Il est possible que Néron et sa cour aient vraiment cru que les chrétiens étaient responsables du grand incendie, mais nous ne pouvons pas le prouver. Au moins comme boucs émissaires, ils étaient parfaits :opposés aux dieux, croyant que Rome s'enflammerait. Les masses semblent avoir cru en leur nature perverse. Tertullien se plaint, au IIe siècle, que le nom chrétien soit considéré comme répréhensible par "le peuple".
Ils sont considérés comme des ennemis publics car ils refusent de célébrer les fêtes avec les païens. Ailleurs, il dit que les chrétiens de son temps étaient également tenus pour responsables de chaque catastrophe :en temps de famine et de maladie, le peuple exigeait « Christianos ad leonem ». Des extraits de l'histoire ecclésiastique d'Eusèbe suggèrent que la persécution des chrétiens dans l'Antiquité tardive pouvait encore compter sur l'enthousiasme des masses.
Le châtiment des chrétiens est mentionné par deux de nos auteurs, Suétone et Tacite. Le premier dit que les chrétiens ont été justement réprimandés par l'empereur, le second rapporte que des membres de la secte ont été bandés ou déchirés par des chiens. Il trouve cela inapproprié, bien qu'il signale qu'il s'agit d'une secte haineuse envers l'humanité. Tacite essaie ici de manger des deux côtés en noircissant Néron sans disculper les chrétiens.

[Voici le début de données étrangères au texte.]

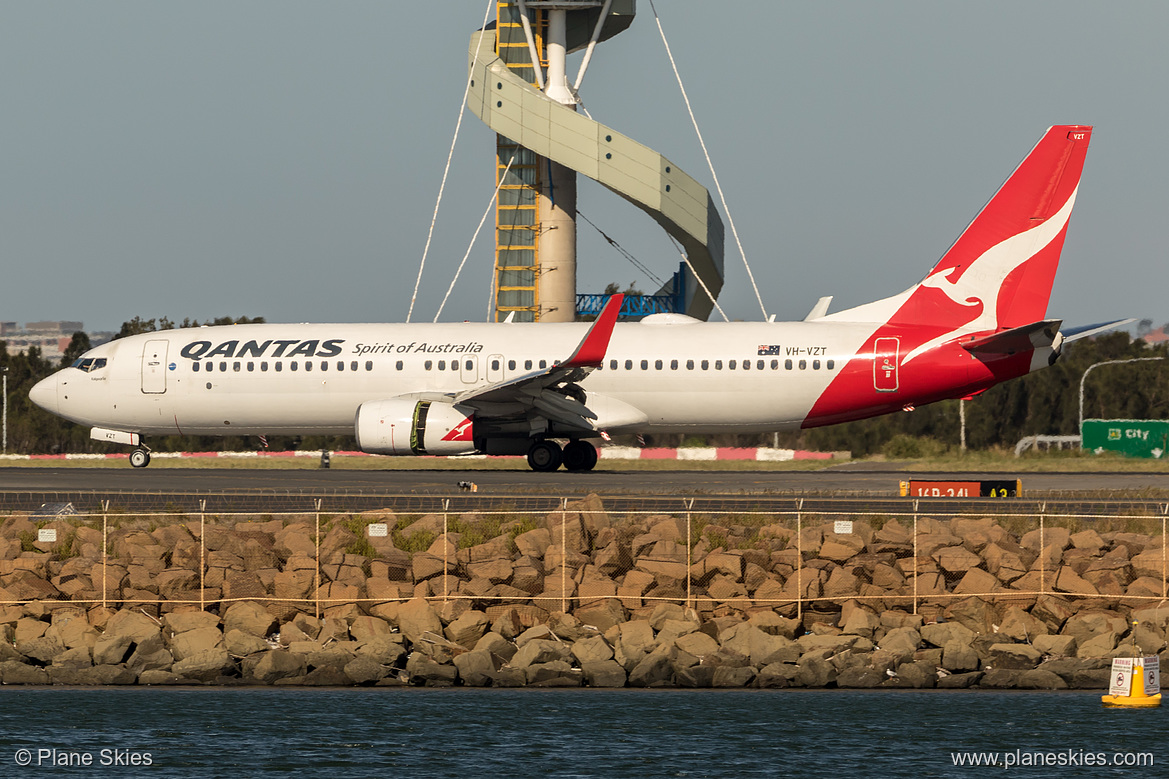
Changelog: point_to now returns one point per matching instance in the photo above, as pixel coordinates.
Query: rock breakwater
(579, 599)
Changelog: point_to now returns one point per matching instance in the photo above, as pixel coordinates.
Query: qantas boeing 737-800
(976, 319)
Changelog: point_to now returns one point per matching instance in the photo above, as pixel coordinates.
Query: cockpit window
(89, 364)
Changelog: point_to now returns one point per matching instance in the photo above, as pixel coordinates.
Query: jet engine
(414, 427)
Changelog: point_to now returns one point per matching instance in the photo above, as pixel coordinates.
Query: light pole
(4, 371)
(1135, 359)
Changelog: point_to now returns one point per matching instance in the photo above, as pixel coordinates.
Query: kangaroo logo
(970, 285)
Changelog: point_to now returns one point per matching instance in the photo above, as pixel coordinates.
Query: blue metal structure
(636, 307)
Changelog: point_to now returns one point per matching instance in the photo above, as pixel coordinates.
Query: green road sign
(1133, 438)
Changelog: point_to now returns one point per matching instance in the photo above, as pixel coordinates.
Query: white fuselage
(668, 373)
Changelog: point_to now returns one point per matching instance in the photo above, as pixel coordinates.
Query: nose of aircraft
(45, 394)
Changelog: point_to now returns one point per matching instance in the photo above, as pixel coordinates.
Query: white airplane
(976, 319)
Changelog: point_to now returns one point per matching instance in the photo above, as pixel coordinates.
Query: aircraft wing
(551, 393)
(1016, 339)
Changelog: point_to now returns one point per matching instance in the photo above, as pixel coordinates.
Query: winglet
(593, 347)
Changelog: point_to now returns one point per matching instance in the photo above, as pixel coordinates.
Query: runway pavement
(871, 483)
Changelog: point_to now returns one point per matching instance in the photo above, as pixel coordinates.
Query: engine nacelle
(414, 427)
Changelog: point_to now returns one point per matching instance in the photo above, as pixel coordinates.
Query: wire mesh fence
(581, 557)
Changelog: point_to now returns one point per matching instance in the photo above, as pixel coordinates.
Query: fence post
(105, 559)
(1043, 563)
(800, 559)
(202, 547)
(564, 555)
(915, 569)
(317, 578)
(690, 553)
(1164, 510)
(445, 543)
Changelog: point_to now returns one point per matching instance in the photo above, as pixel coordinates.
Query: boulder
(416, 619)
(539, 650)
(184, 621)
(365, 669)
(1015, 656)
(468, 628)
(555, 673)
(652, 670)
(476, 668)
(193, 642)
(206, 666)
(603, 674)
(240, 643)
(592, 649)
(249, 618)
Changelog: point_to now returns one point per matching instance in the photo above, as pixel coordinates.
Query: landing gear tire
(580, 455)
(545, 456)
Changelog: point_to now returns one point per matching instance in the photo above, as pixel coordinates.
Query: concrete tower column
(558, 197)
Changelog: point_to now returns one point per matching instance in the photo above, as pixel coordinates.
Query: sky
(282, 158)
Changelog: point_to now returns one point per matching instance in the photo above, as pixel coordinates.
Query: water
(463, 732)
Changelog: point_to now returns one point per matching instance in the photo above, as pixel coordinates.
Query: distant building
(53, 338)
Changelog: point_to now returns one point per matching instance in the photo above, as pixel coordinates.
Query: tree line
(1042, 402)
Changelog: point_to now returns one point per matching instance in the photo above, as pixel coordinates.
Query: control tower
(521, 90)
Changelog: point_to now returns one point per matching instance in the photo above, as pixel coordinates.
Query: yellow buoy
(1128, 688)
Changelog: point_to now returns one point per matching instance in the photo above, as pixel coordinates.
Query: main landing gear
(547, 455)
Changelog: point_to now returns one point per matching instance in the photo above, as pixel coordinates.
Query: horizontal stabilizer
(1086, 331)
(1016, 339)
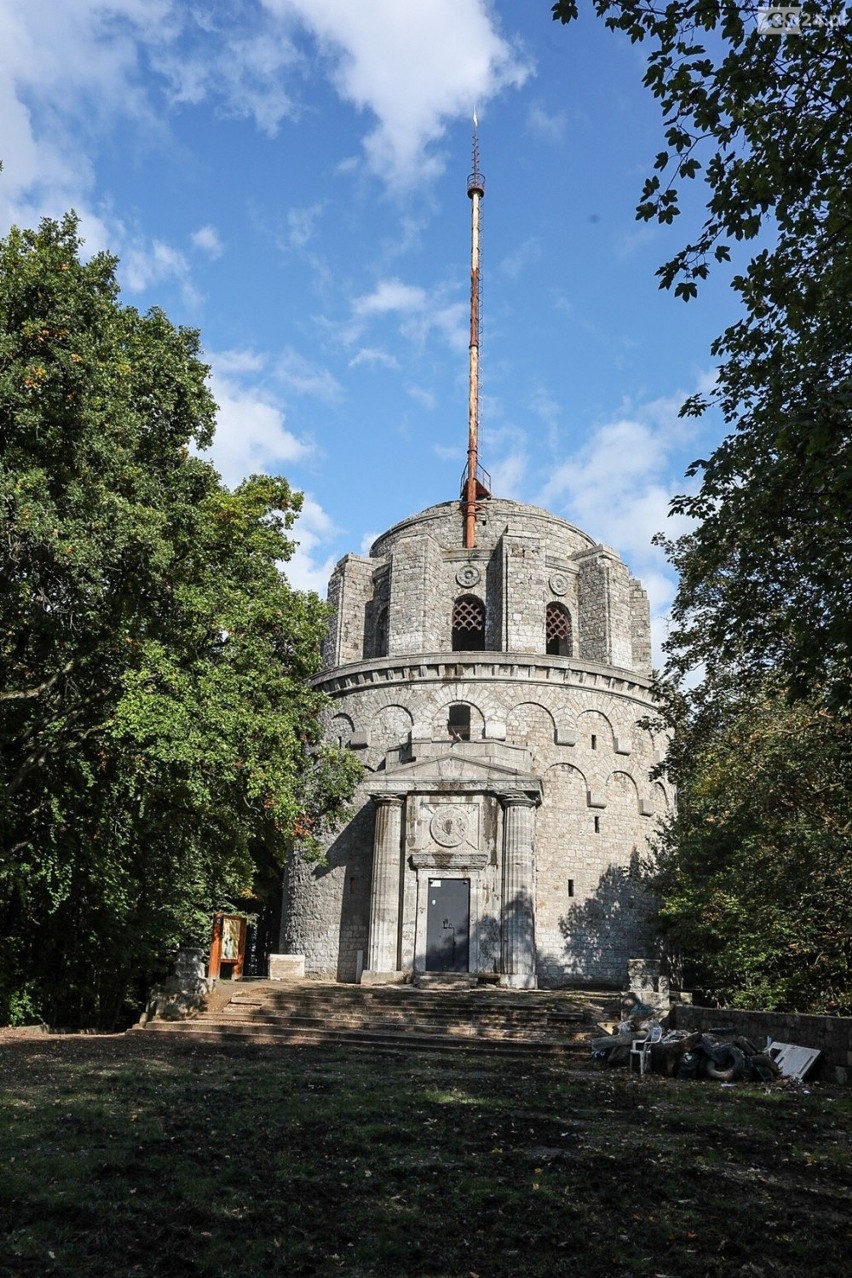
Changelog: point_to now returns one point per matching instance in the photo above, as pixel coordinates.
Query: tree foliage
(767, 120)
(159, 736)
(754, 869)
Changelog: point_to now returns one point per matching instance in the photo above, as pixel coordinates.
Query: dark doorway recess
(448, 925)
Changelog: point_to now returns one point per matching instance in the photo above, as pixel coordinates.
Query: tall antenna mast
(471, 487)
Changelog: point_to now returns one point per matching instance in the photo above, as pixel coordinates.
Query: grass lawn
(143, 1155)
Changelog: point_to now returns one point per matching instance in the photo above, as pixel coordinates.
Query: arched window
(468, 624)
(459, 722)
(557, 630)
(381, 633)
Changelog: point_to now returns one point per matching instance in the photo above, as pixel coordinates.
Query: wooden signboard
(228, 947)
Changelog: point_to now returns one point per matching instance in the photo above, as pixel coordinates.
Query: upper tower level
(532, 584)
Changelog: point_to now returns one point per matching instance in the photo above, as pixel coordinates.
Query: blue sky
(290, 178)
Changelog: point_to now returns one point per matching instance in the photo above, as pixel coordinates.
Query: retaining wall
(830, 1034)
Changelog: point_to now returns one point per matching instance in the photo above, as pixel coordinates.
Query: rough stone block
(286, 966)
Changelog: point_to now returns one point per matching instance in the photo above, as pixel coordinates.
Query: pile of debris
(646, 1047)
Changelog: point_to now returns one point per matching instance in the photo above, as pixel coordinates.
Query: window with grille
(381, 633)
(459, 722)
(558, 630)
(468, 624)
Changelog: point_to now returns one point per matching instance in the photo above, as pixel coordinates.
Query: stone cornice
(519, 669)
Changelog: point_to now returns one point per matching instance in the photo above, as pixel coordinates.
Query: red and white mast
(471, 487)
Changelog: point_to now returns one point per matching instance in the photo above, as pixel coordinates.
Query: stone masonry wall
(578, 717)
(594, 762)
(832, 1035)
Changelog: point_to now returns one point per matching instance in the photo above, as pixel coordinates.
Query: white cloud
(303, 376)
(549, 125)
(312, 531)
(390, 295)
(418, 313)
(302, 224)
(207, 239)
(373, 355)
(143, 265)
(423, 396)
(414, 67)
(512, 265)
(251, 433)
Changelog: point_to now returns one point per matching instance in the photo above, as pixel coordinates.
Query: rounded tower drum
(494, 694)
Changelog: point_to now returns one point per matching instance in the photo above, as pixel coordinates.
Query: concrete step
(267, 1034)
(390, 1017)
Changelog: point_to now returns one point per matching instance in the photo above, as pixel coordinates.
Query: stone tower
(489, 663)
(494, 695)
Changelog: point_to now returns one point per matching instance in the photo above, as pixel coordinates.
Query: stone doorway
(448, 925)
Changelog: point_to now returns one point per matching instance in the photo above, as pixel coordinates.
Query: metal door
(447, 925)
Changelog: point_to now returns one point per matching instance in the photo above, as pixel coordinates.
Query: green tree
(159, 736)
(754, 869)
(764, 578)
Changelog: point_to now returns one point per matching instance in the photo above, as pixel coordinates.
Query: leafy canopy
(767, 122)
(754, 869)
(159, 738)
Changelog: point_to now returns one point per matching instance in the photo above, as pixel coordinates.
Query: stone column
(519, 892)
(382, 955)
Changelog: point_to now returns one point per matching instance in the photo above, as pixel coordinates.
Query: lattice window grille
(468, 615)
(558, 623)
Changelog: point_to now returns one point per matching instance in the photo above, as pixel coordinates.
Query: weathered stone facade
(494, 697)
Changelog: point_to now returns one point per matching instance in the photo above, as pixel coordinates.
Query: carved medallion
(448, 827)
(468, 575)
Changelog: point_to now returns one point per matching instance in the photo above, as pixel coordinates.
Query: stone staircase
(390, 1019)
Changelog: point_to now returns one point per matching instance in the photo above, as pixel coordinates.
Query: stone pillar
(382, 955)
(519, 892)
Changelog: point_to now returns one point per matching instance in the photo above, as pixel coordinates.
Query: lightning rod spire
(471, 487)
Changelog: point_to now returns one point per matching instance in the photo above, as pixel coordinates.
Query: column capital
(519, 799)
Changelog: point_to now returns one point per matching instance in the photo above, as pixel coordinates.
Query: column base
(516, 980)
(382, 978)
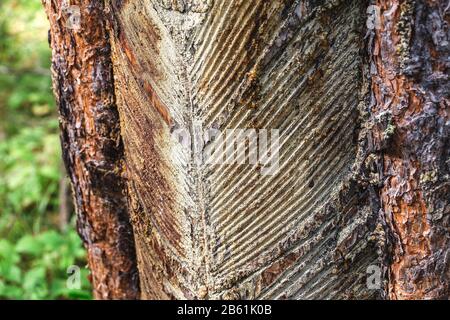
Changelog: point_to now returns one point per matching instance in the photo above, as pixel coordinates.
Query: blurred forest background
(38, 241)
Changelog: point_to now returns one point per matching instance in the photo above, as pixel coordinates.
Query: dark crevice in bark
(92, 145)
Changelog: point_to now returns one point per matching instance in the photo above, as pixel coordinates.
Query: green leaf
(28, 244)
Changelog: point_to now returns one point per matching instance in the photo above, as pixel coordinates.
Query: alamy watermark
(257, 147)
(73, 278)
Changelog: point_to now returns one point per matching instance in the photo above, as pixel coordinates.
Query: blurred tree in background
(36, 247)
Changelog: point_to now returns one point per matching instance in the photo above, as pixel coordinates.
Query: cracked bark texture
(363, 121)
(92, 145)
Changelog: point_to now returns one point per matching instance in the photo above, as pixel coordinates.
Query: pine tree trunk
(357, 204)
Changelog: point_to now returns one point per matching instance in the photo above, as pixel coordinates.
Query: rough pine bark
(362, 115)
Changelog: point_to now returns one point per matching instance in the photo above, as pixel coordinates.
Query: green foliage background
(34, 253)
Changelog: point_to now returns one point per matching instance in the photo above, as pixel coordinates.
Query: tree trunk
(351, 202)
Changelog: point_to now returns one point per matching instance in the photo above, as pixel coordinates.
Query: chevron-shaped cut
(227, 230)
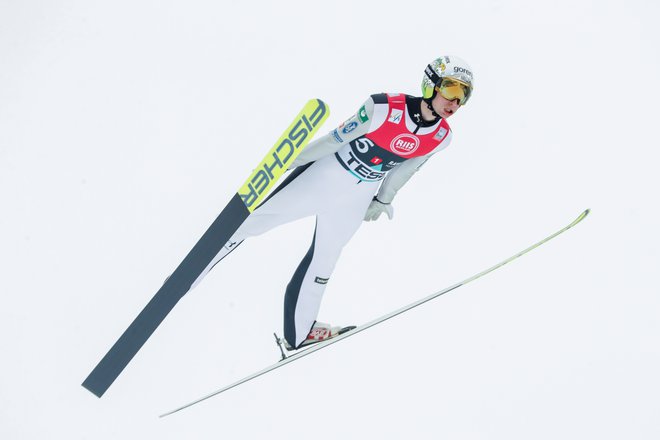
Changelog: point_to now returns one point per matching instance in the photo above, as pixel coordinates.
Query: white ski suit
(335, 179)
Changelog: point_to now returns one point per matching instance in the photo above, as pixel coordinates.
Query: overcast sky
(126, 126)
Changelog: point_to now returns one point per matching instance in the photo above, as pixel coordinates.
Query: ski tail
(246, 200)
(302, 353)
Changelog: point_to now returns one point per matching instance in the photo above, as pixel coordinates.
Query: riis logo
(404, 144)
(287, 148)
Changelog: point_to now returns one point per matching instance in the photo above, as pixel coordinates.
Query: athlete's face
(445, 107)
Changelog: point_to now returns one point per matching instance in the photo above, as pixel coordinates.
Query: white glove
(376, 208)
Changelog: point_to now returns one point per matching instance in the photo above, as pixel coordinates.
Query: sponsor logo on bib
(404, 144)
(395, 116)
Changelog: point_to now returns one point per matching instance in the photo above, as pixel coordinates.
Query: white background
(126, 126)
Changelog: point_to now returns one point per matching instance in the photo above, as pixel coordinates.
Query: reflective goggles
(452, 89)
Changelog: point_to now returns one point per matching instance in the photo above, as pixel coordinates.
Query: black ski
(248, 197)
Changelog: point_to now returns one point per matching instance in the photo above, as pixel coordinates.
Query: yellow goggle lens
(452, 90)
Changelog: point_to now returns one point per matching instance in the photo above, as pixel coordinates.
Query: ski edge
(383, 318)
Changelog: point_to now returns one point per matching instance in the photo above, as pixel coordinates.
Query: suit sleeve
(400, 175)
(356, 126)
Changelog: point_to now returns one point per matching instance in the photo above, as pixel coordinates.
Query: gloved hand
(376, 208)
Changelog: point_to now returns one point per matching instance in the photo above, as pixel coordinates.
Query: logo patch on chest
(396, 116)
(440, 135)
(404, 144)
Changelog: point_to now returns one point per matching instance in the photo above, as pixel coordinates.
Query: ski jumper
(336, 177)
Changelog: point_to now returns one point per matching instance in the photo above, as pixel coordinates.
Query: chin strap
(430, 107)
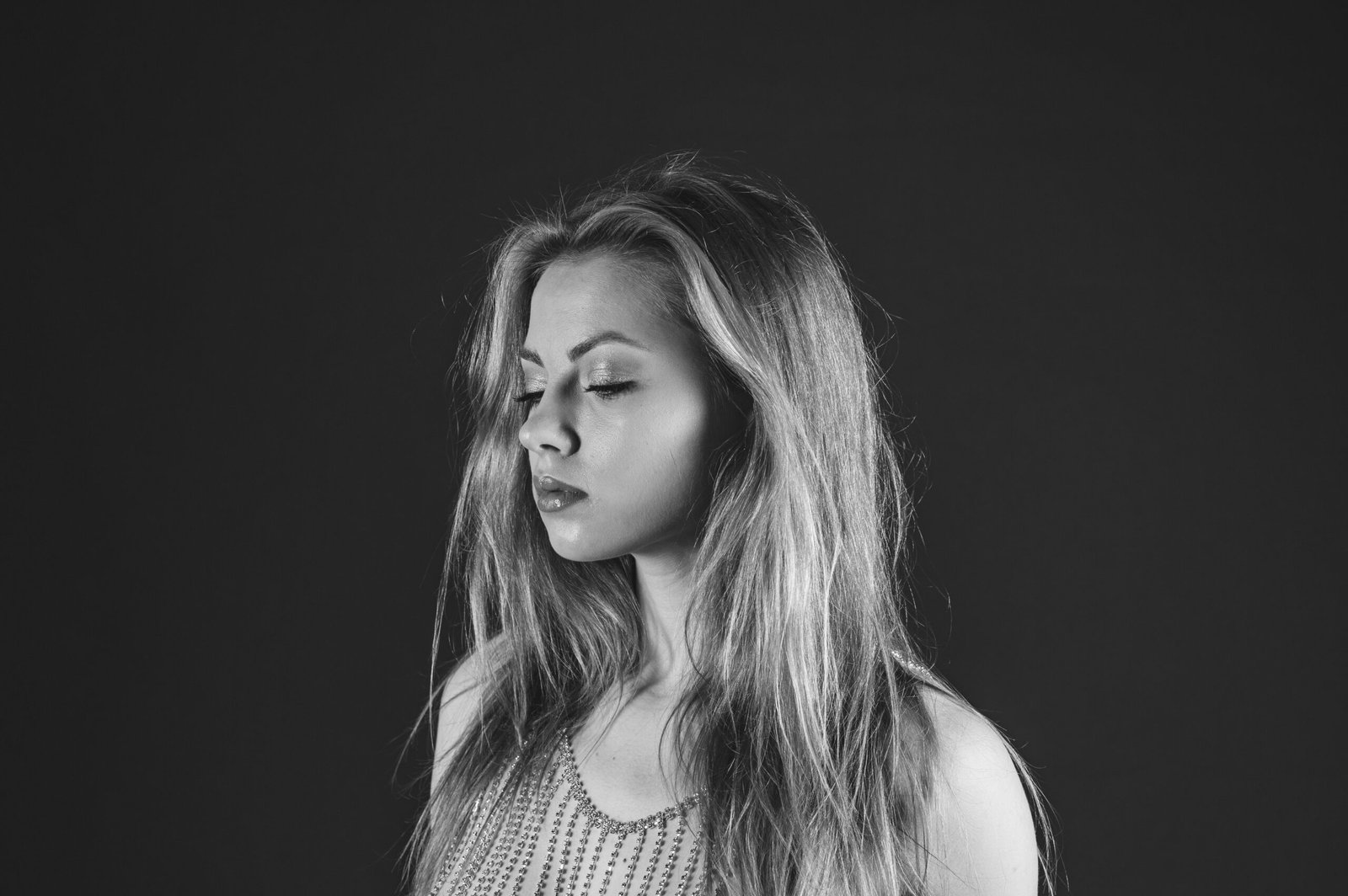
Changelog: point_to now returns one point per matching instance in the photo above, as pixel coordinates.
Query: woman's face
(623, 417)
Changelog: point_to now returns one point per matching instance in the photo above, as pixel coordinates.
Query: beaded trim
(597, 817)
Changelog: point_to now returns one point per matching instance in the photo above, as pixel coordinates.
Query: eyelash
(608, 391)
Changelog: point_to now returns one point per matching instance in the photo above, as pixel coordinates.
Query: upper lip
(553, 484)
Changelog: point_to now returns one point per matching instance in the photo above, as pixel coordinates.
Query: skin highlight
(642, 455)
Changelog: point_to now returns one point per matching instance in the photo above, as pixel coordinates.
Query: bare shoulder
(460, 698)
(981, 833)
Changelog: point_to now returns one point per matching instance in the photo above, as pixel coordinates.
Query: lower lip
(553, 502)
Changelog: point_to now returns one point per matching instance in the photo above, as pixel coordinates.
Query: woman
(681, 532)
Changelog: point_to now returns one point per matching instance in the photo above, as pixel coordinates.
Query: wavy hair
(805, 700)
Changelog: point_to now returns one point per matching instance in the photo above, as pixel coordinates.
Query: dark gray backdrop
(1111, 240)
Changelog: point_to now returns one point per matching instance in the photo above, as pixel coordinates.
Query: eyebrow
(586, 345)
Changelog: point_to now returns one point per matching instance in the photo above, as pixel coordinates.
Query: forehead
(579, 296)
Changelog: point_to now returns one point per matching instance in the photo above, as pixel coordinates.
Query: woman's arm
(458, 702)
(982, 833)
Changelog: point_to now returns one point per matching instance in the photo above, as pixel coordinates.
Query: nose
(549, 429)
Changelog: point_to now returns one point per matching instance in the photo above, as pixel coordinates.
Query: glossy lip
(556, 495)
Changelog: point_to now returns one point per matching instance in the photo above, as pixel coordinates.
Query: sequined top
(549, 837)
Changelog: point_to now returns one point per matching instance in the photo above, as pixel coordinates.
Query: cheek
(657, 465)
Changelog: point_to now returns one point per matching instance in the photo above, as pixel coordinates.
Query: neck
(665, 590)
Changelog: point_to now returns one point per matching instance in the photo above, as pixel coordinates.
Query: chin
(573, 546)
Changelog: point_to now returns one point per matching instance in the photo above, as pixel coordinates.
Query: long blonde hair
(805, 705)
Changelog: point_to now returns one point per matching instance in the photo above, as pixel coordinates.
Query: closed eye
(606, 391)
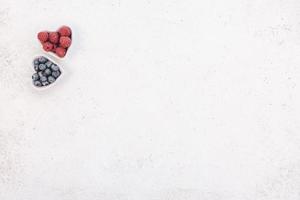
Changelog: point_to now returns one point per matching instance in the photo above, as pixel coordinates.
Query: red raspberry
(60, 52)
(53, 37)
(65, 31)
(43, 36)
(65, 41)
(47, 46)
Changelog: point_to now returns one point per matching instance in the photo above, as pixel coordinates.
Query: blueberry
(42, 59)
(45, 83)
(54, 67)
(37, 83)
(43, 78)
(36, 61)
(35, 77)
(42, 67)
(47, 72)
(48, 64)
(56, 74)
(51, 79)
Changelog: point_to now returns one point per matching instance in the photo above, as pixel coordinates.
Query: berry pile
(46, 72)
(57, 42)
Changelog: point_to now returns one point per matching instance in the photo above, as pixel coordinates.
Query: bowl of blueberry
(47, 72)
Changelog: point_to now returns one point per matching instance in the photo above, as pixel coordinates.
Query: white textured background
(161, 100)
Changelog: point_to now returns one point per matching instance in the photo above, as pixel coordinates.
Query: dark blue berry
(45, 83)
(36, 67)
(56, 74)
(43, 78)
(47, 72)
(42, 67)
(51, 79)
(54, 67)
(48, 64)
(42, 59)
(37, 83)
(35, 77)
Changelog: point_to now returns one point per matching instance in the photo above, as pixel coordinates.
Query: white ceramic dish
(57, 80)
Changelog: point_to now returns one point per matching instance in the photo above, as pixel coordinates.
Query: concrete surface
(161, 100)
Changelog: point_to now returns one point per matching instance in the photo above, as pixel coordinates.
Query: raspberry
(47, 46)
(60, 52)
(43, 36)
(65, 31)
(65, 41)
(53, 37)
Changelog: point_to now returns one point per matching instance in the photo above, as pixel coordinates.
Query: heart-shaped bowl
(47, 43)
(57, 79)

En tout cas, les deux auteurs pensent que les exécutions sont justifiées – et cela semble logique. La punition avait une fonction fortement démonstrative et dissuasive dans le monde antique. Un criminel devait souffrir pour le mal qu'il avait causé. Par conséquent, le brûlage à vif était une punition très "appropriée" pour les pyromanes chrétiens. Hormis ces brèves mentions de sanction, nos informations sur les premières poursuites présumées sont très limitées.
Parmi les auteurs chrétiens, Tertullien mentionne que Néron fut le premier à retourner l'épée contre les chrétiens, et Eusèbe encadre les persécutions dans la chute de l'empereur dans le péché. Nous apprenons également que saint Paul et saint Pierre ont été martyrisés à Rome sous le règne de Néron. Dans les registres des martyrs, nous trouvons encore des informations - peu fiables - sur les saints décédés pendant cette période. Cela a déjà commencé dans 'la deuxième année de Néron'...
Coupable ou non ?
Nos preuves suggèrent que la persécution des chrétiens était entièrement ou largement confinée à la capitale, et cela semble logique. Après tout, Néron était principalement préoccupé par la punition de la secte des incendiaires qui haïssait les gens, qui étaient « coupables » de la catastrophe. Bien qu'il soit peu probable que Néron soit responsable de l'incendie de sa capitale et qu'il soit pratiquement impossible qu'il se soit rendu dans son palais pour chanter à ce sujet, il a décidé d'utiliser un groupe de personnes sans aucun doute innocent comme boucs émissaires. S'ils étaient coupables, Néron n'aurait pas pu mettre le feu, ou par méfait avoir provoqué la colère des dieux. Il a finalement réussi avec la plèbe de Rome, car il a retrouvé sa popularité. L'élite n'était pas satisfaite. Ils avaient beaucoup perdu dans l'incendie et allaient maintenant voir une grande partie de la capitale transformée en palais impérial.